Apparently, I’m not alone in my frustration. According to a May 2014 Harvard Business Review article:
- 15% of collective organizational time is spent in meetings. This percentage has only increased since 2008.
- Executives consider 56% of these meetings to be unproductive
- 49% of attendees admit to doing other, unrelated work during meetings
Meeting facilitation skills will become increasingly important as firms try to become more efficient. This is especially true if you’re using project management techniques: lean budgets simply don’t allow a lot of room for wasted time.
Before the project meeting
- Schedule meetings at a pre-set times, dates and locations. Don’t rearrange them just because team members can’t attend, but do offer attendance options such as video conferencing or advance reporting.
- Gather project data, analyze it and assess the impact (if any). Stakeholders will already have agreed on data indicators and metrics.
- If data is missing or unreported, then use as much information as you have. This will establish your expectations of what team members are accountable for.
- Distribute data analysis to the team in time for them to read it.
- Ask any questions that you need answered at the meeting
- Ask team members for additional agenda items
At the meeting
- Achieve consensus on the validity of your data analysis
- Lead a discussion where people:
- Identify likely risks and their impact
- Challenge assumptions
- Raise ideas and connect them to the project objective
- Identify, share or reallocate resources within the budget
- Make decisions and agree upon associated responsibilities or deadlines
- Visualize future work on the project and its impact on their overall workload
- Avoid reviewing information that wasn’t read before the meeting – it will bore those who have arrived prepared and take time
- Recognize the effort, progress and creativity among your team
- Recap the discussion and thank people for their time. No one likes to leave a meeting feeling like they haven’t accomplished anything.
- Deal with additional agenda items only if they relate to the entire group. Otherwise, deal with them between meetings.
- Start and end on-time (or, even better, end early)
- Summarize the discussion and distribute related action items
- Provide project updates in a shared space, whether it’s part of a robust platform or a document in a file management system
- Research and validate ideas raised in the meeting, matching them to resources and project scope
- Schedule one-on-one or small-group conversations as appropriate
What would you add to this list? I’ve deliberately excluded meeting formats from this discussion, but I’ve found that standing meetings and video-conferences both offer efficiencies.

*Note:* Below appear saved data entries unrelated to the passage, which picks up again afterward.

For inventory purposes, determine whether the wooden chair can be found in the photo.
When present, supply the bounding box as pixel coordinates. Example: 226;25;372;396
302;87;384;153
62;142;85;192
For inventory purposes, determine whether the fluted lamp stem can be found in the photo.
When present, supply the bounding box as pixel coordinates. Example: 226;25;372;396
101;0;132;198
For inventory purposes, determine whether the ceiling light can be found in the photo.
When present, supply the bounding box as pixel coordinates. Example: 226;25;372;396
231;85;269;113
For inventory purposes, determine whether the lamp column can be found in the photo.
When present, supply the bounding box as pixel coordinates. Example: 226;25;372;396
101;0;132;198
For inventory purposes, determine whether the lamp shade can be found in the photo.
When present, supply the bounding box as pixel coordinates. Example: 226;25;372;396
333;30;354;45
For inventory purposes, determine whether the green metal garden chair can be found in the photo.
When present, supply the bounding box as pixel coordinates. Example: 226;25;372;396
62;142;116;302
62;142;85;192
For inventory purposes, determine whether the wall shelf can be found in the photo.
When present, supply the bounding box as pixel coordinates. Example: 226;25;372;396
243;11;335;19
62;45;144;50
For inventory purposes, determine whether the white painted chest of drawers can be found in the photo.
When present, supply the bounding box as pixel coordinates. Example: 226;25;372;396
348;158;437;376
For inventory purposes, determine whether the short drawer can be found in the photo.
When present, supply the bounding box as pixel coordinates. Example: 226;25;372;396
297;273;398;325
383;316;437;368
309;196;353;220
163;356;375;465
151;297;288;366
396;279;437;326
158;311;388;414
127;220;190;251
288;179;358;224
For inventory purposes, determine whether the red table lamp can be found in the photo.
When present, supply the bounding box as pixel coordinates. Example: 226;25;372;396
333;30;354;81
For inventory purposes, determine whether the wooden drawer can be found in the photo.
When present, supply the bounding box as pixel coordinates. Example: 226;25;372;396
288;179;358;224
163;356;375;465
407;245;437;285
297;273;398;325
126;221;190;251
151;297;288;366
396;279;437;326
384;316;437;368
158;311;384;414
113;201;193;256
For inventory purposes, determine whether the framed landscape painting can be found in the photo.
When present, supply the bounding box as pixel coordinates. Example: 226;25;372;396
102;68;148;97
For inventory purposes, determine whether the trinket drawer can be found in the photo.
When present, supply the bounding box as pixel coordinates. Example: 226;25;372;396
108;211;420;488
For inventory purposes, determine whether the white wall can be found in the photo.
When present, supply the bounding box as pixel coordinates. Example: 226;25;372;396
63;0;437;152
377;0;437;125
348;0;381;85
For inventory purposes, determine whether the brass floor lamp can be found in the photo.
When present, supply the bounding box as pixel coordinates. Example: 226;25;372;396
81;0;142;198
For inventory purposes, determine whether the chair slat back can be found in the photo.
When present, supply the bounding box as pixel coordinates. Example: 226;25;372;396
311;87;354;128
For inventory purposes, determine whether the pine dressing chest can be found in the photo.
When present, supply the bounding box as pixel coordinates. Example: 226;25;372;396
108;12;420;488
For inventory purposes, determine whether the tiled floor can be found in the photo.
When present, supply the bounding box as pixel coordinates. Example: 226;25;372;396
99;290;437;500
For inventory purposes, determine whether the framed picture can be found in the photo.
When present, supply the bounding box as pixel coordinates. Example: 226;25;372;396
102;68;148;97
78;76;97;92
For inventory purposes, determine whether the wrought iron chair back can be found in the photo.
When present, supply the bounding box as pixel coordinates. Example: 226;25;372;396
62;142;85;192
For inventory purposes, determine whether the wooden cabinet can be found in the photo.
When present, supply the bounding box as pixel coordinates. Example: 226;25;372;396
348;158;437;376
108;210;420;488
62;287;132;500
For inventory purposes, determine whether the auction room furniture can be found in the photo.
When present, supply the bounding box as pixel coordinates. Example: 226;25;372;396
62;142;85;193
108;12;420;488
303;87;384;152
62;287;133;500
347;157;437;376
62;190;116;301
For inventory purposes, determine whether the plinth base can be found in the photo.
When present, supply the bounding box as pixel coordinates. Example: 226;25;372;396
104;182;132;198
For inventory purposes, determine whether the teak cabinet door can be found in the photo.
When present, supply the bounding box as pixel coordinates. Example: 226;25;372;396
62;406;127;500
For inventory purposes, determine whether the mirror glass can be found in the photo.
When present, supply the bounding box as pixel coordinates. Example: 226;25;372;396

My hope is that as more firms adopt project management skills, they’ll also realize the importance of effective project meeting facilitation. We all spend a lot of time at work and a lot of time in meetings. Why not make those meetings more productive? People will talk about what really matters, they’ll have a better understanding of the project objective and they’ll leave knowing that they made a contribution to a quality outcome.